What the Heck is Actually Happening?

The Antarctic puzzle is a good one. Obviously, due to much lower surface temperatures, ice and near freezing sea water, radiant and conductive heat loss would be less that any other location on Earth. The Antarctic should gain heat from the tropics as the tropics warm. The increase in conductivity thanks to the non-linear properties of Carbon Dioxide would explain part of the lack of warming, by allowing more heat transfer from surface without transferring as much heat to the lower atmosphere. At the point were radiant transfer of energy becomes more significant than conductive, the atmosphere should warm more significantly.

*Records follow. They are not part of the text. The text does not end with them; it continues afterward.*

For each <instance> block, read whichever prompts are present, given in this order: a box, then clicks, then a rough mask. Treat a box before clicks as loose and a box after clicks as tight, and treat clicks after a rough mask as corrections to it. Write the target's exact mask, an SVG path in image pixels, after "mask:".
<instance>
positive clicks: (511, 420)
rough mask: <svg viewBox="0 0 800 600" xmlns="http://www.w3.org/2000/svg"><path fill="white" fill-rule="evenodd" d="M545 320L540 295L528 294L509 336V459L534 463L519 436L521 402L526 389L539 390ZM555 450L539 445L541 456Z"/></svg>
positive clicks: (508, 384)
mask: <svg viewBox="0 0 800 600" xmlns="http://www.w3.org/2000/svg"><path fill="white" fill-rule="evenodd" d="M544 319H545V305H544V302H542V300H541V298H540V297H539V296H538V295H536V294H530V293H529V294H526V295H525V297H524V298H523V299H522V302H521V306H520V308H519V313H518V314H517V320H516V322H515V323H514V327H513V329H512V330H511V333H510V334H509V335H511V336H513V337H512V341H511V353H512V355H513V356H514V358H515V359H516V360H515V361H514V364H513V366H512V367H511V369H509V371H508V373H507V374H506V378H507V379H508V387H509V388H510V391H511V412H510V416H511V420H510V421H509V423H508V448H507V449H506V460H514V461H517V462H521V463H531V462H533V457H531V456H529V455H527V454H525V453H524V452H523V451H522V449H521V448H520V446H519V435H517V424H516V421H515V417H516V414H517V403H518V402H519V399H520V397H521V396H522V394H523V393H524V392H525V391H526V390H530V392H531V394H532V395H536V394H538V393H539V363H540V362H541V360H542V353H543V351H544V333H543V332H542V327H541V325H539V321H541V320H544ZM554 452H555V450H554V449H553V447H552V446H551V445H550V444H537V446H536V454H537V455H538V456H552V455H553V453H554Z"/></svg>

That appears to be the case even with the rather poor data. But what the heck is happening with the CO2 concentration of the atmosphere?

There can be increased absorption of CO2 by the Antarctic ocean, but it would seem that would be more variable. There is a hint that the geomagnetic field plays some role in the stabilization of both temperature and CO2 concentration, which brings me back to a chemical impact, likely CO2 and O3 getting together either on their own or in combination with some other molecule to do some magnetic/electric stimulated reaction.

In plasmas, CO2 and CH4 enhance conductivity. The same basic interaction could be happening under Antarctic conditions, but in more of a law of large numbers kinda way. So how would I approach determining the magnitude of a weak magnetic field enhancement of a chemical reaction in an environment with crap for quality data?

I hate time series analysis, but maybe the ozone concentration versus mid troposphere temperature may offer some clue for an approach? I still doubt the energy of the chemical reaction will be significant, but it may link to a better indication of thermal/non thermal flux interaction. Weird stuff is happening.